A few years after purchasing the Ponce de Leon’s Fountain of Youth in 1927, Mr. Walter Fraser elected to plant some citrus trees in the southern part of the area. In 1934, a gardener was planting orange trees when he discovered a skeleton. The police were called, and it was quickly established that the remains were that of an aboriginal Native American. Further research by the Smithsonian Institution revealed that the entire area was covered with the graves of the first Christianized Native American burials in the United States. Some estimates place the number of burials at over 4,000. Over forty years later, the pattern of burials revealed the location of the 1587 Franciscan Mission of Nombre de Dios, the First Christian Mission in the United States – right here at Ponce de Leon’s Fountain of Youth Archaeological Park!
Over time, a large number of Timucua burials were exposed in the Park, and the “Indian Burial Ground” became a part of the memories of tens of thousands of Florida schoolchildren.
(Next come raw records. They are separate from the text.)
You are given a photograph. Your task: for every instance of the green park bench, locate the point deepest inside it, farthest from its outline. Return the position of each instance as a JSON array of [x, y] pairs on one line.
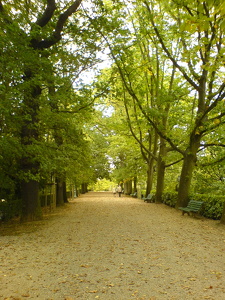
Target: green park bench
[[134, 195], [148, 199], [193, 207]]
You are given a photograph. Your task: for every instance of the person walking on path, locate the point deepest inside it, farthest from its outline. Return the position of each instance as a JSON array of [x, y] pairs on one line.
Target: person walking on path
[[119, 190], [114, 191]]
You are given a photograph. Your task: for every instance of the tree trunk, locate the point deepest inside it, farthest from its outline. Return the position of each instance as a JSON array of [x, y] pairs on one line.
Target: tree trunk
[[160, 171], [189, 163], [29, 163], [149, 176], [223, 215], [59, 191], [31, 208]]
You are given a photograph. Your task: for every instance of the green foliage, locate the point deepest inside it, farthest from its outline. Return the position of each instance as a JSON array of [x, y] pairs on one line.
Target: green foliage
[[170, 198], [102, 185], [212, 208]]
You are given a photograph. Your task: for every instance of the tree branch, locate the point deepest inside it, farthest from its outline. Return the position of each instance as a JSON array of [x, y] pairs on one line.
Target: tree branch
[[48, 13], [56, 36]]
As the years passed, increasing sensitivity to the customs and culture of Native Americans prompted the December, 1991 reinterment of the remains, together with a full solemn Catholic Mass.
“St. Augustine, Florida is the first area in the continental United States where a European culture successfully blended with a native aboriginal culture over time, creating a unique fusion of cultures – Spanish and Timucua at first, and then African, French, English, Irish and Southeastern aboriginal American.